The iconic venue is a national symbol in Japan and has played host to globally important meetings, including hosting world leaders at the 2016 G7 summit.
With excitement and anticipation building across Japan, the selection of Kyoto, the historical and cultural heart of Japan, reflects World Rugby and Japan Rugby 2019's commitment to an event that is for the entire nation.
The draw is a focal point for teams and fans as they can start to plan their Rugby World Cup 2019 experience in earnest. The unique and special location within Japan's former capital at a time that optimises domestic and international exposure will build excitement on the road to Japan 2019.
World Rugby Chairman Bill Beaumont said: "The pool draw is an important milestone on the road to Rugby World Cup 2019 as it really drives excitement and momentum both in the host nation and throughout the global rugby family – it is the moment when teams and fans really start to plan for their Rugby World Cup 2019 experience.
"Kyoto is synonymous with Japanese culture and heritage and the Kyoto State Guest House is, therefore, a fitting choice for this prestigious and much-anticipated event.
"The city may not be a match venue for Rugby World Cup 2019, but its selection for the draw reflects our commitment to a tournament that is for all of Japan, with 75 percent of Japan's population within an hour of a match venue. This is Kyoto's opportunity to play its part in what promises to be a very special and ground-breaking Japan 2019 tournament.”
In addition to Kyoto as pool draw host, the tournament comprises 12 host cities and a host of team camps, meaning the tournament will be within easy reach of communities the length and breadth of the host nation.
Japan 2019 organising committee Chief Executive Akira Shimazu added: "I am delighted to confirm that the pool draw, a great milestone on the road to Japan 2019, will be held at Kyoto State Guest House on 10 May 2017. The Kyoto State Guest House is a very special place for us and has welcomed many heads of state.
"It is the first time that the pool draw has been hosted outside of the UK or Ireland and we are determined to make the most of this opportunity to showcase the very best of Japan to the world, and the best of rugby to Japan. It is very exciting."

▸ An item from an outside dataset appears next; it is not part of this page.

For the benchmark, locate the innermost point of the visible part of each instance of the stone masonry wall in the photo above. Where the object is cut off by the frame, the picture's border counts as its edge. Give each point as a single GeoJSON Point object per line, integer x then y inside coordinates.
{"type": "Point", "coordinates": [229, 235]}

The later window for the draw was approved by the World Rugby Council in November 2015 and has enabled greater opportunity for teams to secure the best possible rankings place and banding for the draw.

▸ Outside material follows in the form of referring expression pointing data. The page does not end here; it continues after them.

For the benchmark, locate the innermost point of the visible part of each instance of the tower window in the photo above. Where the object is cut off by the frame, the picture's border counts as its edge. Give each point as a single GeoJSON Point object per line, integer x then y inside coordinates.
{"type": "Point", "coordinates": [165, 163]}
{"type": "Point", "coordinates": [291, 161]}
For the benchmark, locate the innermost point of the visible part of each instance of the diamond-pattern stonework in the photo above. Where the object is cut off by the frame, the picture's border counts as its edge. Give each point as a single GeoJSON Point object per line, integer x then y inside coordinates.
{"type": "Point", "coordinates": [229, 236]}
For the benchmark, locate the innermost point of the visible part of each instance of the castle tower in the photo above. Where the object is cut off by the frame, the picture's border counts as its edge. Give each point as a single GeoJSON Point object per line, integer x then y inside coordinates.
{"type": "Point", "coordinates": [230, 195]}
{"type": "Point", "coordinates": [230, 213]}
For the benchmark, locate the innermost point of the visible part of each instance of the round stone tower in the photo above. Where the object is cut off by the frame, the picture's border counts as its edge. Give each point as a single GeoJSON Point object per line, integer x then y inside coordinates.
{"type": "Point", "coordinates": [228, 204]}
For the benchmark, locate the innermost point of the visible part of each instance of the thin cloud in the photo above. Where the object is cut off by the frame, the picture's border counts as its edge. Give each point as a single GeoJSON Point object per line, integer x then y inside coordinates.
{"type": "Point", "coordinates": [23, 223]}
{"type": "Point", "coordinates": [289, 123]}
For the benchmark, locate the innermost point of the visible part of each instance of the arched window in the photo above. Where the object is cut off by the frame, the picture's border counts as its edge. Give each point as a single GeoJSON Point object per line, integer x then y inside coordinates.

Twelve of the 20 participating teams have already been determined with Argentina, Australia, England, France, Georgia, Ireland, Italy, Japan, New Zealand, Scotland, South Africa and Wales automatically qualifying courtesy of finishing in the top three of their pools at Rugby World Cup 2015. The remaining eight teams will be determined via the global qualification process that kicked off earlier this year.
How the pool draw works:
As with the 2015 tournament, the 12 directly qualified teams will be seeded based on the World Rugby rankings on May 10, 2017, and positioned into three bands of four teams.
The process will be independently audited and the teams will be randomly drawn by band into the four pools that will comprise rugby's showcase event at Japan 2019.
Rugby World Cup 2019 will comprise 20 teams allocated into four pools: The 12 teams that directly qualified from RWC 2015 in England plus eight teams that will come through the global qualifying process which kicked off in St Vincent and the Grenadines in March of this year.
The direct qualifiers are RWC 2015 winners New Zealand, runners-up Australia, losing semi-finalists South Africa and Argentina, losing quarter-finalists Wales, Scotland, Ireland and France plus England, Japan, Georgia and Italy, who finished third in their respective pools.
Like the past four Rugby World Cups, there will be four pools of five teams. The eight places available through the qualifying process will be banded according to strength and known as bands four and five. These will also be drawn randomly across the pools.
The 12 directly qualified teams will be allocated into the top three bands as follows:
Band One: The four highest ranked directly qualified teams (one to four in World Rugby rankings)
Band Two: The next four highest ranked directly qualified teams (five to eight in World Rugby rankings)
Band Three: The final four directly qualified teams
The eight qualifying places will be allocated into the other two bands.